Use TypedArrays (like Float32Array). They allocate a single, contiguous block of memory in the heap. V8 doesn't have to scan every element for references because it knows the block only contains numbers.

// High Churn
const points = [{x: 1, y: 2}, {x: 3, y: 4}, ...];

// Zero Churn
const points = new Float32Array(20000); // 10,000 pairs of x, y
points[0] = 1; // x1
points[1] = 2; // y1
points[2] = 3; // x2
points[3] = 4; // y2

This is how high-performance libraries like Three.js and PixiJS handle thousands of objects without causing GC spikes.

Stop the "Closure Scrutiny"

Closures are another hidden source of Minor GC. Every time you define a function inside another function, you're potentially creating a new object (the function itself) and an "environment" object to hold the closed-over variables.
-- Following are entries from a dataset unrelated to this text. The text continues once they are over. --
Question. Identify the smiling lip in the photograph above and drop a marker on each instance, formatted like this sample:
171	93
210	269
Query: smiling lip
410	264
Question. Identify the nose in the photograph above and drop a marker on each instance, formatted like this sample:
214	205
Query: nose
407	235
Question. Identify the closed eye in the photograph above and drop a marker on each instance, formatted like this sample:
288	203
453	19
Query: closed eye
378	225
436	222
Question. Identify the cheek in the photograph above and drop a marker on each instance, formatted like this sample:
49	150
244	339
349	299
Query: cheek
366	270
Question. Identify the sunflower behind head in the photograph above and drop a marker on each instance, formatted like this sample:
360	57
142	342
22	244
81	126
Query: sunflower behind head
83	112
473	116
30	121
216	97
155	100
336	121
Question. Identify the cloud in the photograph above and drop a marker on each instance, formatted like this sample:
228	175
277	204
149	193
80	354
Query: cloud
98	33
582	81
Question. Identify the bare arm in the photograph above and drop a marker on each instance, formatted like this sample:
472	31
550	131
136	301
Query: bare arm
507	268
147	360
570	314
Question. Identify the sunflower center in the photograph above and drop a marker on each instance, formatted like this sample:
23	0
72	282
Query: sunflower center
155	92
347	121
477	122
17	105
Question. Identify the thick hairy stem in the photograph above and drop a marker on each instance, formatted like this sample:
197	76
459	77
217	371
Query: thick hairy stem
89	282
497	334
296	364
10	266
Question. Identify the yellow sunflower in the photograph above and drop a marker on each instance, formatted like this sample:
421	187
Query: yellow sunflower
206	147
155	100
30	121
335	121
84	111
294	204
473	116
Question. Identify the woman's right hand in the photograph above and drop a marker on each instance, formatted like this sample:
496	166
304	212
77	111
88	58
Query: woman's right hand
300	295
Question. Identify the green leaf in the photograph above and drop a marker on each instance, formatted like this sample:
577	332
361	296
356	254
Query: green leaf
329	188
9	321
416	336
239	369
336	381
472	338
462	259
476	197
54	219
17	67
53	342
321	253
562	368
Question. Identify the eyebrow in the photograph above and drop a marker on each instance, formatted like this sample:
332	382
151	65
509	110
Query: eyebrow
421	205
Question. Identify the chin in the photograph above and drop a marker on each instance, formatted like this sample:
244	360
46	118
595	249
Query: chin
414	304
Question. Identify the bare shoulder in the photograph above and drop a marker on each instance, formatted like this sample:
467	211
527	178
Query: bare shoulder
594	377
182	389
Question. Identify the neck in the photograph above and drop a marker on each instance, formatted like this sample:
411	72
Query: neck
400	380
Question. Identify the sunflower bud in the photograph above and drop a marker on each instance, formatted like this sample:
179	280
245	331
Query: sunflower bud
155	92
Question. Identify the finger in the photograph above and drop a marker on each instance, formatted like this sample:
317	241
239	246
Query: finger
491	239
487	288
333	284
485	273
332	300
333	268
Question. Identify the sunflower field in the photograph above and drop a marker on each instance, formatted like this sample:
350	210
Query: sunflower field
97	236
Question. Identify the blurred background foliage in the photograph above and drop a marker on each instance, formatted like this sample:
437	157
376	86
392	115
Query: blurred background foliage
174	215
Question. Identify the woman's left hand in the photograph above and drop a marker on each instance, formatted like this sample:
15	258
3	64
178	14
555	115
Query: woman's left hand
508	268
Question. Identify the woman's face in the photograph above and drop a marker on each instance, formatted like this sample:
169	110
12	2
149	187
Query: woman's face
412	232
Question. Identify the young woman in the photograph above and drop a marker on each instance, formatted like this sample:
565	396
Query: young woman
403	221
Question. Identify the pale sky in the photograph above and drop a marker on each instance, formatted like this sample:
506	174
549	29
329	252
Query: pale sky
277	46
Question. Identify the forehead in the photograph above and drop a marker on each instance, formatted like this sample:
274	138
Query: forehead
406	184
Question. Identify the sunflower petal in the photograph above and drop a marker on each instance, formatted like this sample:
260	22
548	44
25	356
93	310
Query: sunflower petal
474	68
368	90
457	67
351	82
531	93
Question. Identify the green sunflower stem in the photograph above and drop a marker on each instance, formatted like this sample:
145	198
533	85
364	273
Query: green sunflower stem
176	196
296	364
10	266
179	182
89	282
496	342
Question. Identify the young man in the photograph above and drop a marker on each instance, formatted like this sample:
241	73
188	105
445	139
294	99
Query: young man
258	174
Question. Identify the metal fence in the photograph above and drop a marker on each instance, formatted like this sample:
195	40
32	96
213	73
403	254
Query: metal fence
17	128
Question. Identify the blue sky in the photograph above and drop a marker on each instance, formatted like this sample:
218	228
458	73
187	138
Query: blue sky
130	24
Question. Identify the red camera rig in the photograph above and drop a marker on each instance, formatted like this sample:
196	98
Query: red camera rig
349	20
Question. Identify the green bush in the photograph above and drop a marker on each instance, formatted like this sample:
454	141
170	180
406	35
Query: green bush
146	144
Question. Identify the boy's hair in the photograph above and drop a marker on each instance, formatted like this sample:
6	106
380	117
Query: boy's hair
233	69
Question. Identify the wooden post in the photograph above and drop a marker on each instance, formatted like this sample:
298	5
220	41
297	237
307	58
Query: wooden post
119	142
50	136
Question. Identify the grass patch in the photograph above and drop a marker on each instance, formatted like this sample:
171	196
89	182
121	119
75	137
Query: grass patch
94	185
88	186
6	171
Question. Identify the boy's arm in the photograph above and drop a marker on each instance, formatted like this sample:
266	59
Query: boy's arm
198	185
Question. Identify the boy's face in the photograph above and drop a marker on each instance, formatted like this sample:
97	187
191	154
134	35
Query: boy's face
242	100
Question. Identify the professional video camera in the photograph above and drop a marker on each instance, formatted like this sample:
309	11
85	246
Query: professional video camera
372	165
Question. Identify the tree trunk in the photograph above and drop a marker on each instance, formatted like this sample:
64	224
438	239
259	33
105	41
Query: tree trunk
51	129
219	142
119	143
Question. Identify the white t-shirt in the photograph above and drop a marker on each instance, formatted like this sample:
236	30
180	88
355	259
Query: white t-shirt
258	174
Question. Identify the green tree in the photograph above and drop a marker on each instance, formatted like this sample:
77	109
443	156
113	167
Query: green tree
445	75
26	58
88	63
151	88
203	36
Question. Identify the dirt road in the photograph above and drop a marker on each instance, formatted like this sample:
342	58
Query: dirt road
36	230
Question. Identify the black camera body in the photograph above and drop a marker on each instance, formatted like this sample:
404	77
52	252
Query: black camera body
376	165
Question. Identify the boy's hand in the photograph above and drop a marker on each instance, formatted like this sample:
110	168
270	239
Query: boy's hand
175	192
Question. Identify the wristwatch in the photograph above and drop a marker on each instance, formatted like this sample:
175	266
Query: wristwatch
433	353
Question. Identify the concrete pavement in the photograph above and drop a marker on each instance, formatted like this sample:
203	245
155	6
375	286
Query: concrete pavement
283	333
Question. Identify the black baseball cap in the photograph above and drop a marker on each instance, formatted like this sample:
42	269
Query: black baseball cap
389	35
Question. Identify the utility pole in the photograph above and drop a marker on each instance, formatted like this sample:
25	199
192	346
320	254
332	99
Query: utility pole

// Every time 'heavyProcess' is called, 
// a new 'isValid' function is created.
function heavyProcess(items) {
    const threshold = 10;
    const isValid = (item) => item.value > threshold;
    
    return items.filter(isValid);
}

Move the helper functions outside or memoize them. It seems micro-optimistic until you realize heavyProcess is being called 60 times a second.

Why This Matters for INP

Google’s Core Web Vitals are increasingly focusing on the "Total Blocking Time" and its impact on user perception. While we used to worry about the "Main Thread" being blocked by long-running calculations, we now realize that the "Main Thread" is often blocked by the *cleanup* of our own convenience.

A Minor GC pause of 10ms might not seem like much, but when it happens right after a user taps their screen, it pushes the entire browser rendering pipeline back. It adds to the Input Delay, the Processing Duration, and the Presentation Delay.

Final Thoughts: The Middle Ground

I’m not advocating for writing 1990s-style C code in JavaScript. Immutability, closures, and high-level abstractions make our lives easier and our code safer.

However, we need to stop pretending that memory allocation is free.

If your INP is failing and you’ve already optimized your long tasks, look at the "Scavenge" count. If you're seeing more than 2 or 3 Minor GCs per second during interaction phases, you are sabotaging your performance with short-lived objects.

Clean up your loops, reuse your objects, and remember: The fastest garbage collection is the one that never has to run.